Sans la traduction, il n’y aurait pas de littérature d’horreur francophone, qu’elle s’adresse à la jeunesse ou aux adultes. Si en français il existait déjà une tradition fantastique empreinte d’épouvante (certains textes de Maupassant et de Maurice Level, par exemple), il faut attendre les années 1970 pour que le genre se fasse une place sur nos étagères grâce aux traductions, avec notamment Un Bébé pour Rosemary d’Ira Levin (trad. Élisabeth Janvier, 1968), L’Exorciste de William Peter Blatty (trad. Jacqueline Remillet, 1971) et Carrie de Stephen King (trad. Henri Robillot, 1976). King est aussi bien souvent l’auteur passerelle vers l’horreur pour le lectorat adolescent; plusieurs peuvent certainement se revoir emprunter avec fébrilité Carrie et La Part des ténèbres (trad. William Olivier Desmond, 1990) à la bibliothèque municipale (longue vie aux bibliothèques!).

Bien des jeunes lecteurs et lectrices ayant grandi durant les années 1990 ont connu leurs premiers frissons grâce à une littérature jeunesse d’horreur en pleine expansion. Cette dernière se développe par le biais de séries et de collections qui s’affranchissent de la règle dominante à l’époque dans le milieu, résumée ainsi en 1999 par Geneviève Brisac (directrice de collections à L’École des loisirs) : « Contrairement à ce qui peut se passer en littérature générale, ce qui dérange et provoque est mis de côté : il ne faut pas inquiéter.1 » La série pionnière en la matière? « Goosebumps » (« Chair de poule »), bien sûr. L’auteur américain R. L. Stine veut effrayer son lectorat, mais sans jamais le traumatiser : il s’adresse après tout aux 8-12 ans. La tension et la peur n’atteignent donc jamais leur paroxysme, car Stine instille de l’humour dans la narration et les dialogues (très présents), ainsi que dans certaines situations (farces et mauvais tours). Les premiers tomes paraissent en 1992 aux États-Unis et « Goosebumps » devient rapidement un phénomène international traduit dans une trentaine de langues. En France, les éditions Bayard Poche publient en mars 1995 leurs trois premiers titres : La Malédiction de la momie (trad. Jean-Baptiste Médina), La Nuit des pantins (trad. Charlie Meunier) et Dangereuses photos (trad. Daniel Alibert-Kouraguine). Au Québec, ce sont les éditions Héritage Jeunesse, puis Scholastic Québec, qui diffusent la série. Le rythme de parution est intense, puisque près de soixante-quatorze volumes vont paraître entre 1995 et 2001, date d’arrêt de la série initiale. Le succès rencontré en français est immense et facilité par l’adoption du format abordable du livre de poche, avec quelque onze millions d’exemplaires traduits vendus entre mars 1995 et décembre 19992.

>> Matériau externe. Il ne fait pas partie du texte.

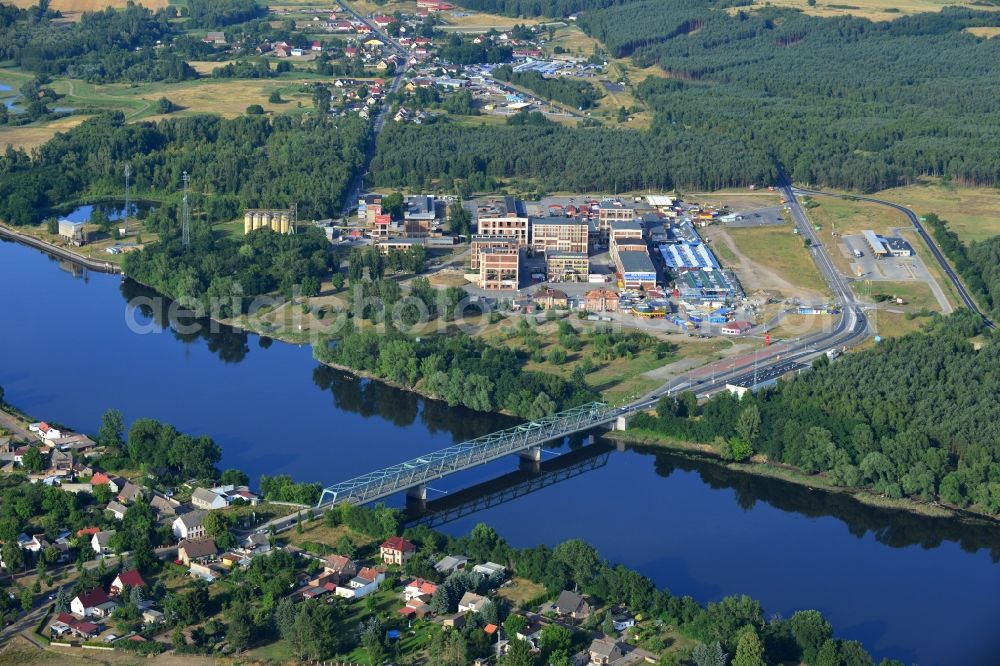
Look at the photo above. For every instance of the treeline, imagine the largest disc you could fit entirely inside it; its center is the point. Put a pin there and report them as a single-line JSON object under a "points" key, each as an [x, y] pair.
{"points": [[562, 158], [458, 369], [466, 52], [248, 162], [104, 46], [220, 276], [726, 627], [842, 101], [978, 264], [914, 417], [575, 93], [220, 13]]}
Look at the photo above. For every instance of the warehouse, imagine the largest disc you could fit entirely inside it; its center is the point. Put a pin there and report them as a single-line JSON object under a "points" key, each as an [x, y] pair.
{"points": [[636, 270]]}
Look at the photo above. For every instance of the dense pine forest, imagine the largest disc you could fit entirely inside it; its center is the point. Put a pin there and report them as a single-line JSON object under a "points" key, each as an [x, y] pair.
{"points": [[562, 158], [914, 417], [243, 162], [841, 102]]}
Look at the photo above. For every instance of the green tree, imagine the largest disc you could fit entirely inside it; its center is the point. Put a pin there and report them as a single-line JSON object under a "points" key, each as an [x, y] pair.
{"points": [[749, 649], [112, 430]]}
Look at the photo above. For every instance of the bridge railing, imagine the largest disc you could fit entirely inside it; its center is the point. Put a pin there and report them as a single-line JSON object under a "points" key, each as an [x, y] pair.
{"points": [[411, 473]]}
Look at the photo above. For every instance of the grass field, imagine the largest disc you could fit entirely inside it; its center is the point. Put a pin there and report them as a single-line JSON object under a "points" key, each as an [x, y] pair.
{"points": [[32, 136], [972, 212], [876, 10]]}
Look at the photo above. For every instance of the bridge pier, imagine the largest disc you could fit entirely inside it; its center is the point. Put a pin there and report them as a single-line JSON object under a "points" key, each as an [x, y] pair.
{"points": [[416, 497]]}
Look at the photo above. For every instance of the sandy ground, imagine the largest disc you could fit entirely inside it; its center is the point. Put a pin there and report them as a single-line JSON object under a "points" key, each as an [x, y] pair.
{"points": [[757, 278]]}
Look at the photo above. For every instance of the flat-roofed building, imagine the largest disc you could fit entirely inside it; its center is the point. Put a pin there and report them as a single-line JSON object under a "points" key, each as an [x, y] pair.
{"points": [[567, 266], [560, 234], [613, 210], [499, 268], [480, 243], [503, 217], [636, 270]]}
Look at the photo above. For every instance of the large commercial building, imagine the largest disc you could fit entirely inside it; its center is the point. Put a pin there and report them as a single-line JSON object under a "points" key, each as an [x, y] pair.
{"points": [[499, 268], [480, 243], [561, 234], [503, 217], [636, 270], [566, 266]]}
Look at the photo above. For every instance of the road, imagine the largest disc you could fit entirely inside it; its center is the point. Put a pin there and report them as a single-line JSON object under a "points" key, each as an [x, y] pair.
{"points": [[356, 188], [919, 228]]}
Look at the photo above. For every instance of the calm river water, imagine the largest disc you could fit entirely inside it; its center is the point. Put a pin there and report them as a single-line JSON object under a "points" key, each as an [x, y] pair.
{"points": [[919, 590]]}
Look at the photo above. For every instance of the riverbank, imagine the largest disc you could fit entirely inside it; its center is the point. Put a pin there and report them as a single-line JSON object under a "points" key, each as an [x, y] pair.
{"points": [[764, 468]]}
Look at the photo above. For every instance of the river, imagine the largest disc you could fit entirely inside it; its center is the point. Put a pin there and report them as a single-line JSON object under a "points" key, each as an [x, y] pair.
{"points": [[917, 589]]}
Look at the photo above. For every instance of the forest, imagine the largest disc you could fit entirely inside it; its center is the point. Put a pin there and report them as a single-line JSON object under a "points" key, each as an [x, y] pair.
{"points": [[913, 417], [458, 369], [248, 162], [104, 46], [220, 276], [563, 158], [842, 102], [578, 94]]}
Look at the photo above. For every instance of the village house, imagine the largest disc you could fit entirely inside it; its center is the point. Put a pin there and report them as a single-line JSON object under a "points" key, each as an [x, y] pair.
{"points": [[101, 542], [572, 605], [471, 603], [95, 603], [196, 551], [132, 578], [190, 525], [450, 564], [396, 550]]}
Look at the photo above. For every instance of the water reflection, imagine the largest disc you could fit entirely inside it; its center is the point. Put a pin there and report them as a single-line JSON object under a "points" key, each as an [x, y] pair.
{"points": [[891, 527]]}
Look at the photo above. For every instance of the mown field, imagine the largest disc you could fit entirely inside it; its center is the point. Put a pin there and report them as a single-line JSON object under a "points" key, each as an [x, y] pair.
{"points": [[972, 212]]}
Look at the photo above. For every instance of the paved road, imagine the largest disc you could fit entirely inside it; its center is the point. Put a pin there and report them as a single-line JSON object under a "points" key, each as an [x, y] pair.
{"points": [[935, 251], [356, 189]]}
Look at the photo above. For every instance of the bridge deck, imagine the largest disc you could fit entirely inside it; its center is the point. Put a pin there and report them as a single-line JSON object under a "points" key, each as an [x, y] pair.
{"points": [[403, 476]]}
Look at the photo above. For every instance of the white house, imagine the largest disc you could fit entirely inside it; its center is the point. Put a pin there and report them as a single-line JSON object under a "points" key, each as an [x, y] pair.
{"points": [[101, 542], [190, 525], [203, 498]]}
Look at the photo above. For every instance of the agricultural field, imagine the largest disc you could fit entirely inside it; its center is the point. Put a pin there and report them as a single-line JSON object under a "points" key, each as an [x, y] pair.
{"points": [[875, 10], [972, 212]]}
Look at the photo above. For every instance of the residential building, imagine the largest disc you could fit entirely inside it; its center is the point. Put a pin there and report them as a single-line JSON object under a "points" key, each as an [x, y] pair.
{"points": [[91, 603], [490, 569], [572, 605], [421, 214], [396, 550], [471, 603], [562, 234], [605, 651], [101, 542], [196, 551], [190, 525], [117, 510], [566, 266], [551, 299], [132, 578], [499, 268], [203, 498], [736, 328], [481, 242], [504, 217], [450, 564], [636, 270], [601, 300]]}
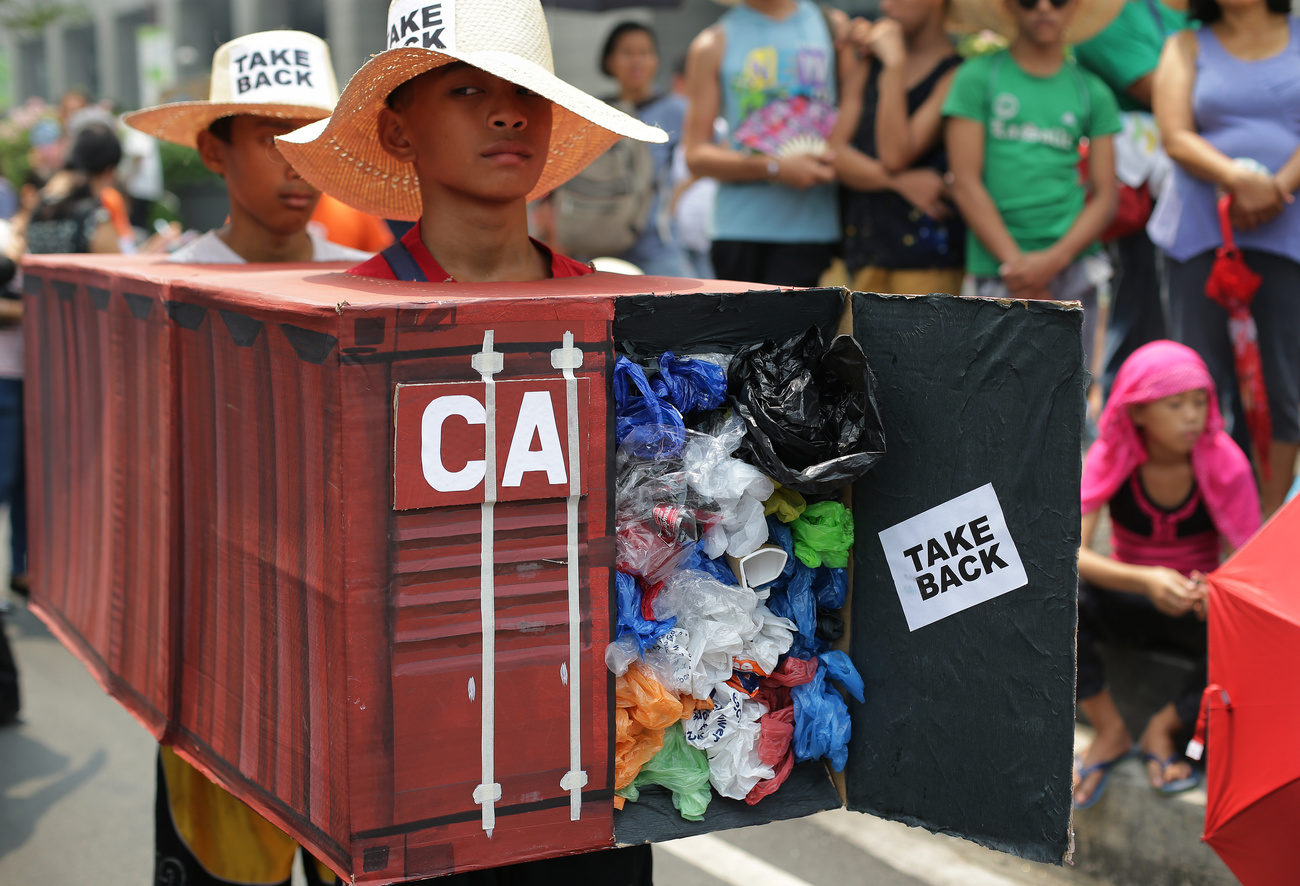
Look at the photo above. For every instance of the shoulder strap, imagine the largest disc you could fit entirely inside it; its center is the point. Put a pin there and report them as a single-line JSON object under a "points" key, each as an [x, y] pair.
{"points": [[995, 68], [403, 264], [1160, 21]]}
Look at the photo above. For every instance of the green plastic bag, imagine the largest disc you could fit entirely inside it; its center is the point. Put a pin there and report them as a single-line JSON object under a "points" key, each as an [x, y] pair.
{"points": [[823, 535], [680, 768]]}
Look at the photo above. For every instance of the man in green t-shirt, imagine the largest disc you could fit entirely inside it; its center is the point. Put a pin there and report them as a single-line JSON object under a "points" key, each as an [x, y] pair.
{"points": [[1014, 122], [1125, 56]]}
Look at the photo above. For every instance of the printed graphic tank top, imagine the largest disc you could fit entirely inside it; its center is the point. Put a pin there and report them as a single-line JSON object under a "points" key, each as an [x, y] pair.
{"points": [[776, 77]]}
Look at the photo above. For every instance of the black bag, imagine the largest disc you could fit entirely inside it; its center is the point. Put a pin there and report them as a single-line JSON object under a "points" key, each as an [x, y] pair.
{"points": [[810, 411]]}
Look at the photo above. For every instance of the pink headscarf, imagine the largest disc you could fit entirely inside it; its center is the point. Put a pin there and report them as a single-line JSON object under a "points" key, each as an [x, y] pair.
{"points": [[1222, 470]]}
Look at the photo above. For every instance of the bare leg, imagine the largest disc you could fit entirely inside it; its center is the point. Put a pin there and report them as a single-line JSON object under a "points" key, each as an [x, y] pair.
{"points": [[1273, 491], [1158, 739], [1112, 739]]}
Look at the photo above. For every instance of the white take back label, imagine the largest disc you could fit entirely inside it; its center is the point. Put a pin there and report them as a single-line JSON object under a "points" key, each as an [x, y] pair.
{"points": [[273, 69], [425, 24], [956, 555]]}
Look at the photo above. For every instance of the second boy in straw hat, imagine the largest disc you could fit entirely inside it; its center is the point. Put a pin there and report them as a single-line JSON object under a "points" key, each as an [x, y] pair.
{"points": [[263, 85], [458, 125]]}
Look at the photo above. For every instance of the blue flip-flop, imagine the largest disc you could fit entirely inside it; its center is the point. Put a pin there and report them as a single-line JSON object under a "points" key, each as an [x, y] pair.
{"points": [[1104, 768], [1178, 785]]}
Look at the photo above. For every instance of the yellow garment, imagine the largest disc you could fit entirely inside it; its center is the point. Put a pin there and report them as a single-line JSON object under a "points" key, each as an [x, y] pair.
{"points": [[228, 838], [785, 503]]}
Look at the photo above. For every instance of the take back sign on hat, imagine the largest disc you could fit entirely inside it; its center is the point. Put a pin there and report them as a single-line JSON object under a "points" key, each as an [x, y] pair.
{"points": [[278, 74], [506, 38]]}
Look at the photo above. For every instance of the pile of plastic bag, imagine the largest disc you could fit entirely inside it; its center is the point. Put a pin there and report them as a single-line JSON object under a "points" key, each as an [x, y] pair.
{"points": [[724, 686]]}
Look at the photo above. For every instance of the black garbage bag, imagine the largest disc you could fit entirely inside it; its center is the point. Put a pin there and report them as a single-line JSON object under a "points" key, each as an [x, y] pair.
{"points": [[810, 411]]}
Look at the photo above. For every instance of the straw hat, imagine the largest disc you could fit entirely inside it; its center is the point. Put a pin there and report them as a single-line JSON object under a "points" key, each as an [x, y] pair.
{"points": [[1090, 18], [506, 38], [284, 74]]}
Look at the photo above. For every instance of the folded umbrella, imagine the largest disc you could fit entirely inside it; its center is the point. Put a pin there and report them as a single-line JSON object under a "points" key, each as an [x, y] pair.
{"points": [[1233, 285]]}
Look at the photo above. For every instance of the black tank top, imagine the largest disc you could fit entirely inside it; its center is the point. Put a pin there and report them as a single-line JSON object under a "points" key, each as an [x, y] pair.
{"points": [[880, 227]]}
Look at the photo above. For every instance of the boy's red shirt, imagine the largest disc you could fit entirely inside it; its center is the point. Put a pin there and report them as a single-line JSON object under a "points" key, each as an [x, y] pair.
{"points": [[378, 268]]}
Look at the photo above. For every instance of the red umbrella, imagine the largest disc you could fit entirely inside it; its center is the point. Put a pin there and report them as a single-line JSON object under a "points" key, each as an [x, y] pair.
{"points": [[1253, 706], [1233, 285]]}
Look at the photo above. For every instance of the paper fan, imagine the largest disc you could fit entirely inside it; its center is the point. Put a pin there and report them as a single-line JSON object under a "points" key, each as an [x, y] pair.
{"points": [[788, 126]]}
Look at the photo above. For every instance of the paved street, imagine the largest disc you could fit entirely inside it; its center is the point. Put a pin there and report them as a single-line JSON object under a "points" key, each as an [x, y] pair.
{"points": [[77, 790]]}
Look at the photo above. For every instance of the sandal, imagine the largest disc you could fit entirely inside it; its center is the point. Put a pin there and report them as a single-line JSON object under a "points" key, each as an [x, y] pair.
{"points": [[1104, 768], [1178, 785]]}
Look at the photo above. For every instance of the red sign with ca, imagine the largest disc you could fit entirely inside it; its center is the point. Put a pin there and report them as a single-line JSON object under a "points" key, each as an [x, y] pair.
{"points": [[441, 429]]}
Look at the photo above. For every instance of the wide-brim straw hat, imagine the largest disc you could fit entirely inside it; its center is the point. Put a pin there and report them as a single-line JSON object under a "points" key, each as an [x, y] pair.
{"points": [[1090, 18], [506, 38], [278, 74]]}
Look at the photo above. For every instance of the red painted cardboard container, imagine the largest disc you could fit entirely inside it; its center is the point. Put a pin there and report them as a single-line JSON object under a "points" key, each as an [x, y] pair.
{"points": [[274, 509]]}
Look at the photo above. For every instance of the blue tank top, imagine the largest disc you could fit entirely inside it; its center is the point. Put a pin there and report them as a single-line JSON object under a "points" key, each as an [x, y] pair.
{"points": [[1244, 109], [766, 61]]}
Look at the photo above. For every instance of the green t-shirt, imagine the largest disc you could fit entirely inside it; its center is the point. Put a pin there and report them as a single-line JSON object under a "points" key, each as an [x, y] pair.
{"points": [[1032, 127], [1129, 48]]}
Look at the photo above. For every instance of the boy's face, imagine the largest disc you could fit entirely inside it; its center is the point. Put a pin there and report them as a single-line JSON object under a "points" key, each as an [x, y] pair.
{"points": [[263, 187], [1043, 24], [469, 133]]}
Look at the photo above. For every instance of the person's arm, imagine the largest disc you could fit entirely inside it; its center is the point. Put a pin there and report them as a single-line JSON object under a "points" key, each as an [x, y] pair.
{"points": [[1035, 269], [853, 168], [1257, 199], [703, 157], [1169, 590], [1142, 88], [901, 138], [965, 140]]}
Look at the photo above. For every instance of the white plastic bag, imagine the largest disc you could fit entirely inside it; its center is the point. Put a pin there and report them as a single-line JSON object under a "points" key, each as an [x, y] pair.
{"points": [[739, 489]]}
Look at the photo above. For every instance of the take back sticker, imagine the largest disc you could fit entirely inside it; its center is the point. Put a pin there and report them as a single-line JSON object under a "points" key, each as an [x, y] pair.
{"points": [[274, 68], [425, 24], [952, 557]]}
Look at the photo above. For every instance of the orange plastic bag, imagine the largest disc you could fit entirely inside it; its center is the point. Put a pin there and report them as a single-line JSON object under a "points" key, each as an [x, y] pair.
{"points": [[645, 708]]}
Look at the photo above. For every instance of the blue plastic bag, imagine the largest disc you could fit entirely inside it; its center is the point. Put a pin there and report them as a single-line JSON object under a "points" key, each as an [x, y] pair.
{"points": [[689, 385], [645, 425], [831, 587], [822, 726], [839, 668], [716, 569], [644, 630], [794, 594]]}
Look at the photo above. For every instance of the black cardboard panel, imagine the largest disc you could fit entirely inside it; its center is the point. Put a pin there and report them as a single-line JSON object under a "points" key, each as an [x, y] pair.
{"points": [[701, 322], [969, 721], [653, 817]]}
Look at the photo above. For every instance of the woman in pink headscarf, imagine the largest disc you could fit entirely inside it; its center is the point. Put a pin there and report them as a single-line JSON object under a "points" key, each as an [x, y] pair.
{"points": [[1179, 493]]}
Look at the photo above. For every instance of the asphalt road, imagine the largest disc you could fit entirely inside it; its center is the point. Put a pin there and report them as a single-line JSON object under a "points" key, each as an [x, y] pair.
{"points": [[77, 793]]}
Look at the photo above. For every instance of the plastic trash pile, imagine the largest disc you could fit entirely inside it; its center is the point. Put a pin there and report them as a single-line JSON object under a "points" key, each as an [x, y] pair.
{"points": [[732, 554]]}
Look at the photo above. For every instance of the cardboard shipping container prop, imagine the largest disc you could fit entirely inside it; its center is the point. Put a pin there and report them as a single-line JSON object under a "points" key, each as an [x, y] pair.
{"points": [[349, 544]]}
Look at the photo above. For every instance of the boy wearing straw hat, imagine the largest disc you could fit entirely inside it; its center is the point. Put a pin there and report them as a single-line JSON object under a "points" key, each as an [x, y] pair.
{"points": [[263, 85], [458, 125], [1014, 124]]}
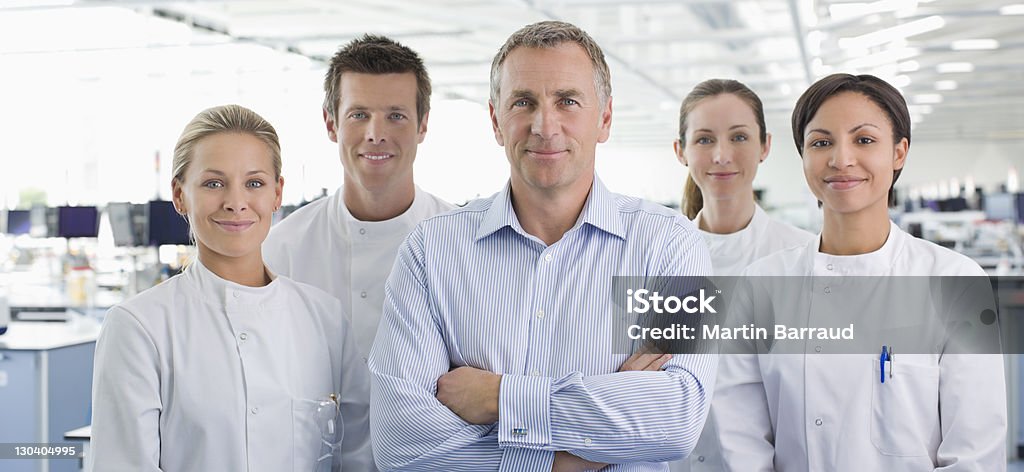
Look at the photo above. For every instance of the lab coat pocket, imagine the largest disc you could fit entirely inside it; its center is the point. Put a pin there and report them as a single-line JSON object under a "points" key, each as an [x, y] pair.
{"points": [[904, 409], [316, 434]]}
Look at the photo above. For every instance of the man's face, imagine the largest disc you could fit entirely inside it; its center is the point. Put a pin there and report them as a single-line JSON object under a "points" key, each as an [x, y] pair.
{"points": [[376, 129], [549, 118]]}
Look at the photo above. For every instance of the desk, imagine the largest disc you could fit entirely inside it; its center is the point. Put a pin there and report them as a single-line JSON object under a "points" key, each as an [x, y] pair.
{"points": [[45, 387], [83, 435]]}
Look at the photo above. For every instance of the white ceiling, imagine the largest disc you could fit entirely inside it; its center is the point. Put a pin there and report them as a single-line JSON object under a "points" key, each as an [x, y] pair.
{"points": [[657, 49]]}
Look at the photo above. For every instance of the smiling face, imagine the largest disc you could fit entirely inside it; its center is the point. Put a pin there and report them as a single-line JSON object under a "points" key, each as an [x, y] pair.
{"points": [[849, 155], [722, 147], [376, 129], [549, 119], [228, 192]]}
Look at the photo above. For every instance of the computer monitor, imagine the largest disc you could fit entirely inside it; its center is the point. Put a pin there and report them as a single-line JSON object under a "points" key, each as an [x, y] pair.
{"points": [[44, 221], [952, 205], [18, 222], [1000, 207], [166, 226], [78, 221], [119, 213]]}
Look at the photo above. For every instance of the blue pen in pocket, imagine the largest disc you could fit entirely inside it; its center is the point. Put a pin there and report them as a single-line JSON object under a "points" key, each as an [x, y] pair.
{"points": [[882, 363]]}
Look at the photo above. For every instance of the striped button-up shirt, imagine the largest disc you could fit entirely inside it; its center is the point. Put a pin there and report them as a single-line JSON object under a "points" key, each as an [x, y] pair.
{"points": [[472, 288]]}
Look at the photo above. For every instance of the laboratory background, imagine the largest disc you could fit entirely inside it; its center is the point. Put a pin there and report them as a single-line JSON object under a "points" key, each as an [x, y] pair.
{"points": [[93, 95]]}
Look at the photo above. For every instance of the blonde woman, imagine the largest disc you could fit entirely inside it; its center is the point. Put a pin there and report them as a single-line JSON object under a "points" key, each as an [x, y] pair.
{"points": [[722, 140], [227, 367], [823, 409]]}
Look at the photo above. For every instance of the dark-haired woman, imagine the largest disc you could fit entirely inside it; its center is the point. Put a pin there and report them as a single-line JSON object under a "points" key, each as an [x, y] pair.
{"points": [[815, 410]]}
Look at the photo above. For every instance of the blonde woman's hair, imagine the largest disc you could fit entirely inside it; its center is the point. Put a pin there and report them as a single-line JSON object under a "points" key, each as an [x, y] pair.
{"points": [[223, 119]]}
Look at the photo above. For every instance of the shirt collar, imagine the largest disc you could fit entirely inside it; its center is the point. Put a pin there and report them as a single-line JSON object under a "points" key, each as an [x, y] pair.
{"points": [[878, 262], [222, 292], [348, 224], [600, 211]]}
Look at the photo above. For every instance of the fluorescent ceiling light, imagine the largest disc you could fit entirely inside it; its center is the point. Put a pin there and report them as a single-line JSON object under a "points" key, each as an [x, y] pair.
{"points": [[1017, 8], [903, 31], [33, 3], [974, 44], [882, 58], [909, 66], [928, 98], [952, 68], [839, 11]]}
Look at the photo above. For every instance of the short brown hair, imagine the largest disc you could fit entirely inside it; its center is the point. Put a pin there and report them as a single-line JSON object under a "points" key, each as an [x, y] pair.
{"points": [[692, 199], [548, 35], [877, 90], [376, 54]]}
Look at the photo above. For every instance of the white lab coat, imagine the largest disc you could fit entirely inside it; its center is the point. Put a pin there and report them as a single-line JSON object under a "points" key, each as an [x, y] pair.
{"points": [[201, 374], [325, 246], [811, 412], [730, 254]]}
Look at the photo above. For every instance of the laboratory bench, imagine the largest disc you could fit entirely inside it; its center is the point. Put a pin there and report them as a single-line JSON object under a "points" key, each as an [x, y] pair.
{"points": [[45, 386]]}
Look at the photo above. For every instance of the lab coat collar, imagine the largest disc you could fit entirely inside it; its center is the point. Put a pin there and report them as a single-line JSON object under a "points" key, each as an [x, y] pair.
{"points": [[600, 211], [879, 262], [348, 226], [758, 222], [221, 293]]}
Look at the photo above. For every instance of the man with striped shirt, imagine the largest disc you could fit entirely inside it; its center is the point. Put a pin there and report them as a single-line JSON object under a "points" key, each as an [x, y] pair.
{"points": [[495, 349]]}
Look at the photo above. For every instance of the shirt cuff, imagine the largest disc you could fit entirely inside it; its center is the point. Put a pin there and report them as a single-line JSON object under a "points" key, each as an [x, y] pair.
{"points": [[518, 460], [524, 412]]}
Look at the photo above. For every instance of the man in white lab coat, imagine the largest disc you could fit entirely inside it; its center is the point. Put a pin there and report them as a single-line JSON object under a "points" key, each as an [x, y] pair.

Les ouvrages suivent tous la même formule : les protagonistes sont des enfants au quotidien tout à fait banal rythmé par l’école, leurs hobbies et leurs interactions familiales et amicales. Leur vie bascule avec l’intrusion d’un élément fantastique menaçant qui prend les traits de monstres archétypaux, immédiatement identifiables : fantômes, loups-garous, momies, épouvantails et autres entités maléfiques. Les chapitres sont courts; l’histoire, narrée à la première personne, est facile à suivre; le style simple et efficace embarque immédiatement le lectorat dans l’action. On est intimidé par l’horreur grandissante entre les pages, mais pas par la lecture de ces romans. En dépit de l’accueil mitigé des figures prescriptrices (bibliothécaires et libraires, critiques et journalistes, enseignantes et enseignants), « Chair de poule » amène de nombreux enfants à (re)découvrir le plaisir de la lecture – quelques années avant la saga Harry Potter, célébrée pour cette même raison.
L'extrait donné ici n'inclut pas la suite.